Currently, the process model defines isolation principals using "sites" (scheme and etld+1) and "site URLs".  However, we've been extending and redefining sites beyond the original definition, and we are starting to hit situations in which GURLs or url::Origins alone aren't enough to represent a principal: 

1. We now support process isolation for particular origins ( issue 713444 ), where we use the full origin rather than just a scheme/etld+1.

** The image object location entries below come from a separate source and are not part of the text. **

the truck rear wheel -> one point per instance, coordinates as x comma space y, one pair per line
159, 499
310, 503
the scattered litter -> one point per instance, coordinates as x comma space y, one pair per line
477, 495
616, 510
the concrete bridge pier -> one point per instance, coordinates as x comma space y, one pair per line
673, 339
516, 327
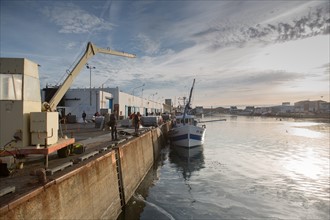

2. Webview guests currently use a special site URL which doesn't match the site of actual web content being rendered inside them.  Eventually, we want to introduce knowledge of StoragePartition to support cross-process navigations and OOPIFs in guests.

3. With Isolate-Me (https://wicg.github.io/isolation/explainer.html), we might need to support knowledge of StoragePartitions as well.

4. Hosted apps use a chrome-extension:// site_url, which does not match the origin from which the web content is served.

Referring to the isolation principal using a site_url is confusing in those cases, and representing site_urls with GURLs has led to bugs since it's too easy to pass in the wrong kind of URL (e.g., a full URL to a function that expects a site URL). Two examples: https://codereview.chromium.org/2921063003/ for GetProcessHostForSite and https://codereview.chromium.org/2322673005/ for DoesSiteRequireDedicatedProcess.  Let's come up with something better!

Charlie notes that there was an earlier attempt at introducing a better notion of a principal in  issue 109792 , and that it might be time to revisit that.